Einfach nur ruhig stellen ist keine Lösung

Von Hauke Gerlof Veröffentlicht: 22.06.2018, 16:10 Uhr

Ist "der Zappel-Philipp" mit ADHS eher ein gesellschaftliches oder ein medizinisches Problem? Diese Frage wird fernab der Fachgesellschaften noch in zehn Jahren diskutiert werden. Umso wichtiger ist es, dass die Gesellschaft für Kinder- und Jugendpsychiatrie (DGKJP) mit über 30 Fachgesellschaften und Verbänden jetzt eine S3-Leitlinie für Diagnostik und Therapie bei ADHS erarbeitet hat. Das hilft, die Diskussion zu versachlichen.

Der hohe Evidenzgrad der Leitlinie stärkt Ärzten zudem den Rücken, wenn sie mit der Prüfinstanz ins Gehege kommen, etwa weil sie sich bei moderaten Symptomen für eine medikamentöse Therapie entscheiden. Eltern mit einem verhaltensauffälligen Kind mit ADHS kann so in Zwangslagen vielleicht schneller geholfen werden.

Es ist gut, dass die Ärzte in Deutschland – anders als in Großbritannien – der Verhaltenstherapie einen hohen Stellenwert bei ADHS einräumen. Einfach nur ruhig stellen ist keine Lösung – weder medizinisch, noch gesellschaftlich.

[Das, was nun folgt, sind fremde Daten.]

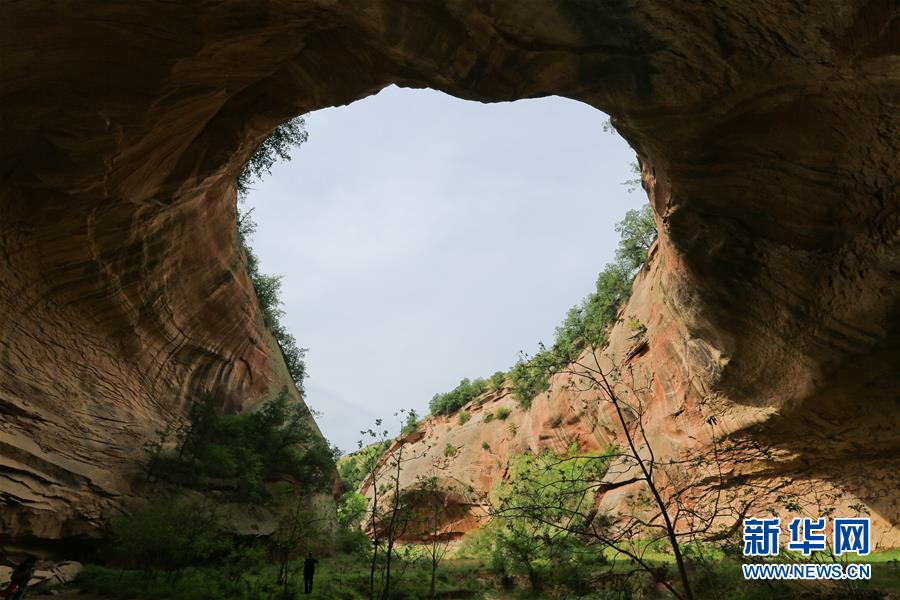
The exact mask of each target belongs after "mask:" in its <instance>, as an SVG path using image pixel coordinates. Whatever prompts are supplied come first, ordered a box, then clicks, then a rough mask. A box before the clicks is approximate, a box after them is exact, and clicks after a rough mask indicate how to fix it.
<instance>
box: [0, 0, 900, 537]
mask: <svg viewBox="0 0 900 600" xmlns="http://www.w3.org/2000/svg"><path fill="white" fill-rule="evenodd" d="M0 39H2V40H3V41H2V42H0V56H2V57H3V58H2V61H0V82H2V83H0V106H2V118H0V135H2V139H3V144H2V145H0V164H2V190H0V215H2V216H0V315H2V318H0V414H2V421H0V456H2V463H0V502H2V503H3V504H2V508H0V527H2V530H3V531H4V533H5V534H6V535H7V536H9V539H12V540H14V541H15V543H18V544H25V543H29V542H39V543H44V542H46V541H47V540H65V539H68V538H72V537H78V536H91V535H94V534H95V533H96V530H95V527H96V526H97V525H98V524H99V523H100V522H101V521H102V518H103V515H104V514H106V513H107V512H108V511H109V510H110V509H111V508H112V507H113V506H114V505H116V504H117V503H118V502H119V501H121V500H122V499H123V498H124V497H127V495H128V493H129V484H128V477H129V473H131V472H132V471H133V470H134V468H135V460H136V458H137V457H138V456H139V452H140V448H141V445H142V444H143V442H144V441H146V440H147V438H148V436H149V435H152V432H153V431H154V429H156V428H158V427H159V426H160V424H161V423H162V422H163V421H164V420H165V419H167V418H169V416H170V415H172V414H179V413H180V412H181V411H183V409H184V407H185V404H186V402H187V401H188V398H189V397H190V394H192V393H197V392H199V391H201V390H205V389H211V388H216V389H219V390H222V391H225V392H227V393H230V394H231V397H232V398H233V403H234V404H235V405H236V406H237V407H245V406H250V405H252V404H254V403H256V402H258V401H259V400H260V399H262V398H263V397H264V396H265V394H266V393H268V392H269V391H270V390H272V389H273V388H277V387H280V385H281V384H282V383H284V382H285V381H286V379H287V375H286V372H285V369H284V365H283V362H282V360H281V358H280V355H279V353H278V351H277V346H276V345H275V343H274V341H273V340H272V338H271V336H270V335H268V333H267V332H266V331H265V329H264V326H263V322H262V318H261V315H260V311H259V308H258V306H257V304H256V301H255V298H254V295H253V291H252V287H251V285H250V282H249V280H248V278H247V275H246V273H245V270H244V267H243V263H242V260H241V256H240V250H239V245H238V243H237V239H236V236H235V232H234V216H235V197H234V179H235V176H236V175H237V174H238V173H239V172H240V170H241V168H242V166H243V164H244V162H245V161H246V160H247V158H248V157H249V156H250V154H251V153H252V152H253V150H254V148H255V147H256V145H257V144H258V143H259V142H260V141H262V140H263V139H264V138H265V137H266V135H267V134H268V133H269V132H270V131H272V130H273V128H274V127H276V126H277V125H278V124H279V123H280V122H282V121H284V120H286V119H288V118H290V117H292V116H294V115H297V114H302V113H305V112H307V111H311V110H315V109H318V108H322V107H326V106H335V105H340V104H346V103H349V102H352V101H353V100H356V99H359V98H362V97H364V96H367V95H370V94H372V93H375V92H377V91H378V90H380V89H381V88H383V87H385V86H387V85H389V84H392V83H395V84H399V85H405V86H413V87H432V88H435V89H439V90H443V91H445V92H447V93H450V94H453V95H456V96H459V97H462V98H468V99H473V100H480V101H504V100H515V99H518V98H529V97H538V96H544V95H549V94H557V95H561V96H567V97H570V98H574V99H576V100H580V101H583V102H586V103H588V104H590V105H592V106H595V107H597V108H599V109H601V110H604V111H606V112H607V113H609V114H610V115H611V116H612V117H613V120H614V123H615V125H616V127H617V128H618V130H619V131H620V133H622V135H623V136H624V137H625V138H626V139H627V140H628V141H629V142H630V143H631V144H632V146H633V147H634V148H635V150H636V151H637V152H638V155H639V157H640V159H641V162H642V171H643V173H642V175H643V180H644V184H645V187H646V188H647V190H648V192H649V194H650V198H651V202H652V205H653V207H654V210H655V212H656V215H657V219H658V222H659V224H660V243H659V248H658V251H657V252H658V256H657V257H656V261H657V266H656V267H655V274H654V277H653V281H652V285H651V286H650V290H649V291H648V292H647V293H649V294H650V295H651V296H652V298H651V302H649V303H648V306H649V307H650V308H648V310H649V311H650V317H649V319H648V335H649V336H650V347H651V349H652V352H650V353H648V354H647V355H646V356H645V357H644V358H643V360H645V361H652V364H650V365H649V368H650V369H651V370H652V371H653V372H654V373H655V374H656V375H657V377H658V378H659V381H660V382H661V383H660V389H659V392H658V398H659V399H660V401H661V402H664V403H665V404H664V406H663V408H669V407H676V406H680V407H684V409H685V410H683V411H680V412H679V411H675V410H672V411H669V412H668V416H667V417H666V418H665V419H661V420H659V421H657V426H658V427H659V428H661V429H664V430H665V431H666V432H667V433H671V436H672V439H673V443H675V444H677V443H679V441H680V440H683V439H684V436H687V435H690V433H691V431H692V428H693V427H695V425H696V423H697V422H699V419H700V417H699V416H698V410H699V409H698V408H697V407H698V406H699V405H700V404H701V401H703V402H707V401H712V400H715V401H716V402H718V403H720V404H721V405H722V406H725V407H726V408H727V407H731V408H733V409H734V410H735V411H739V410H741V407H745V408H750V409H759V411H758V412H759V413H760V414H763V413H764V414H765V417H760V418H759V419H757V420H756V424H755V425H753V429H752V434H753V435H755V436H759V437H760V438H765V439H767V440H769V441H771V442H772V443H774V444H777V445H779V446H783V447H784V448H785V449H786V450H788V451H790V452H792V453H795V454H796V455H797V457H798V458H797V460H798V461H799V462H798V463H797V465H798V469H797V472H798V473H799V474H801V475H802V476H811V477H819V478H822V479H825V480H832V481H836V482H837V484H839V485H845V484H846V485H848V486H858V485H860V482H866V481H876V480H878V481H881V482H882V486H883V489H885V490H887V494H886V495H882V496H880V497H877V498H876V497H869V498H867V502H869V504H870V506H872V507H873V510H874V511H876V512H878V513H879V514H880V515H883V516H884V517H885V518H886V519H888V520H889V521H890V522H892V523H894V524H896V523H897V515H898V512H900V510H898V502H900V500H898V494H897V489H898V488H897V483H896V473H898V472H900V469H898V468H897V467H898V464H897V462H898V459H897V457H898V455H900V452H898V450H900V448H898V446H900V442H898V437H900V434H898V426H900V407H898V393H900V381H898V377H900V375H898V372H900V369H897V365H898V364H900V343H898V341H897V340H898V335H897V334H898V333H900V332H898V329H900V327H898V322H900V314H898V312H900V309H898V302H897V298H898V297H900V261H898V256H897V249H898V238H900V210H898V206H900V198H898V186H897V181H896V173H897V171H898V164H897V162H898V161H897V156H898V155H900V111H898V110H897V108H898V104H900V57H898V54H900V16H898V9H897V5H896V3H895V2H893V1H891V0H887V1H881V0H872V1H868V2H865V1H856V2H853V1H851V2H842V3H834V2H830V1H825V0H822V1H813V2H809V3H804V4H803V5H797V4H793V3H786V2H772V3H766V4H762V3H748V2H737V1H729V0H726V1H723V2H720V3H718V4H707V3H703V4H701V3H695V2H670V3H652V4H651V3H633V2H627V1H621V2H605V3H590V2H580V1H575V0H572V1H562V0H557V1H552V2H551V1H548V2H533V3H531V2H526V3H523V2H515V1H511V0H504V1H497V2H490V3H488V2H465V1H455V2H447V3H439V2H403V1H400V0H368V1H364V0H360V1H358V2H352V3H334V2H329V1H324V0H321V1H302V0H298V1H293V2H279V1H267V2H249V1H244V2H241V1H237V0H232V1H220V2H216V1H214V2H208V3H205V4H203V5H202V6H193V7H189V6H188V5H182V4H178V3H175V4H165V5H162V4H109V3H102V2H97V1H88V2H82V3H77V4H71V3H70V4H54V5H42V4H39V3H31V2H18V3H13V4H8V5H7V6H6V7H5V8H4V19H3V23H2V24H0ZM585 244H586V247H587V248H589V247H590V240H585ZM301 338H302V333H301ZM663 408H661V409H660V414H663V413H664V412H665V411H664V410H663ZM723 410H724V409H723ZM743 426H744V425H741V427H743ZM747 426H748V427H749V425H748V424H747ZM736 427H737V425H736ZM854 493H856V492H854ZM861 495H865V494H861ZM870 496H871V494H870Z"/></svg>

Lesen Sie dazu auch: Häufigere Vergabe: Neue Leitlinie stärkt medikamentöse ADHS-Therapie

Kommentare
Dr. Edith Schneider

Neurofeedback

Sehr erfreulich, dass endlich Neurofeedback als Therapieoption in den Leitlinien anerkannt wird.
Wobei darauf geachtet werden sollte, dass es von geschulten Therapeuten durchgeführt wird und dass bewährte Formen des Neurofeedback zur Anwendung kommen.

Dipl.-Med Thomas Greger

Wer die Pharmakotherapie der ADHS

als ruhigstellende Maßnahme begreift, hat die Störung nicht im Ansatz verstanden und sollte besser schweigen statt kommentieren.